After my yucky week Tim made sure I got out for another walk soon, especially since we’re supposed to be having a few storms this week. I haven’t been finding many birds lately, and not even the gulls were cooperating at the beach, where we found ourselves on Sunday.
But then I remembered a song sparrow I had seen back in July in a thicket near a chain link fence on top of a cement wall near the estuary. (timelessness and quiet ecstasy) I decided to see if some song sparrows were still there. Yes! They live here year round and are native to North America. Finding them made my day! 🙂
in a thicket by the sea the song sparrows are still keeping a home ~ Barbara Rodgers (By the Sea)

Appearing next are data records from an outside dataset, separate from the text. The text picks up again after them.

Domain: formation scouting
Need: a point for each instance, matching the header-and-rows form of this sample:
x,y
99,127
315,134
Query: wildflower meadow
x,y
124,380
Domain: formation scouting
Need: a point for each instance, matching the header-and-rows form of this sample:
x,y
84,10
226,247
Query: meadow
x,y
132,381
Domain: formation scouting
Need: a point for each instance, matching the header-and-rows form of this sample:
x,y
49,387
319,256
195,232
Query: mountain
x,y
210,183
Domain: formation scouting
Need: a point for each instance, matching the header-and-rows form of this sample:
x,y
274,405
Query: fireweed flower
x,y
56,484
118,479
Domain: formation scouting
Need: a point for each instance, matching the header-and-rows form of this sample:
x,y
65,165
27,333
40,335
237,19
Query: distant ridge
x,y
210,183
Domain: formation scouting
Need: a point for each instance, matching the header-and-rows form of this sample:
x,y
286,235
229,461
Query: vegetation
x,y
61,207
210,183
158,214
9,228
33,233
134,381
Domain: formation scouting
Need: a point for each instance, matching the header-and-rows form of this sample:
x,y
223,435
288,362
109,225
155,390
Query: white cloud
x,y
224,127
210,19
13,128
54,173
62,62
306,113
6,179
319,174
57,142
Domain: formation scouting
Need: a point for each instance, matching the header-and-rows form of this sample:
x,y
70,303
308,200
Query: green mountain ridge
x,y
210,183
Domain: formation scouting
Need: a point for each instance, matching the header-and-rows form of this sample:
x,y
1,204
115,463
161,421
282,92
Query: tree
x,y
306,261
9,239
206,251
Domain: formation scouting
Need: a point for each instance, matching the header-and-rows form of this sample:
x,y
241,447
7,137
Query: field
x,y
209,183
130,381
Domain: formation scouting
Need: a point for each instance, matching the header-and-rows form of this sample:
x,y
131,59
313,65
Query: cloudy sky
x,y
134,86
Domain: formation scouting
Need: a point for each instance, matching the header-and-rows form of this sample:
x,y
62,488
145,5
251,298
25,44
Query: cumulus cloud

Feeds heavily on seeds, especially in winter, mainly those of grasses and weeds. Birds in coastal marshes and on islands also feed on small crustaceans and mollusks, perhaps rarely on small fish. ~ National Audubon Society website, page on song sparrows
If you would have the song of the sparrow inspire you a thousand years hence, let your life be in harmony with its strain to-day. ~ Henry David Thoreau (Journal, May 12, 1857)
sitting on the grass under the marsh elder a meadow vole scolds me ~ Barbara Rodgers (By the Sea)
Last week my sister had an encounter with a cute little meadow vole. She’s not a photographer but she’s an excellent storyteller. When she told me the pithy tale I unexpectedly felt inspired to write a haiku.
I used to write about one a year but looking back on the “haiku” tag I discovered I haven’t written one in four years! Hmmmm, wonder what happened four years ago?
There is a place where an artist lives in a house surrounded by a garden full of sculptures and a stone wall embedded with crystals and other treasures. In all the years I’ve been going to Provincetown I had never known it was there because I had never been down that particular street. But in 2008 our niece showed it to us.
When I started blogging I remember being especially excited to match a picture I took there with an Emerson quote and posted this: a weed by the wall
Seven years later, on our recent trip to the Cape, I decided to go see the stone wall again. This time there was no weed growing by the first crystal, but there was another weed growing by a different crystal.
shy weeds by a wall retracing steps with pithy moments of delight ~ Barbara Rodgers (By the Sea)
misty sunlit noon swamp mallows basking in pink a storm on the way ~ Barbara Rodgers (By the Sea)
I first met this battered old gull three years ago in August of 2011, when we were expecting Hurricane Irene. Today he sat on this post right next to us, closer than he’s ever come before, and we heard his long and mournful cry again. He looks a lot worse for wear, his life has no doubt been difficult with that badly mangled foot. Now it looks like he has a barnacle or a growth on his beak. I think he was letting us know about the approaching rain storm. No hurricane this time, though.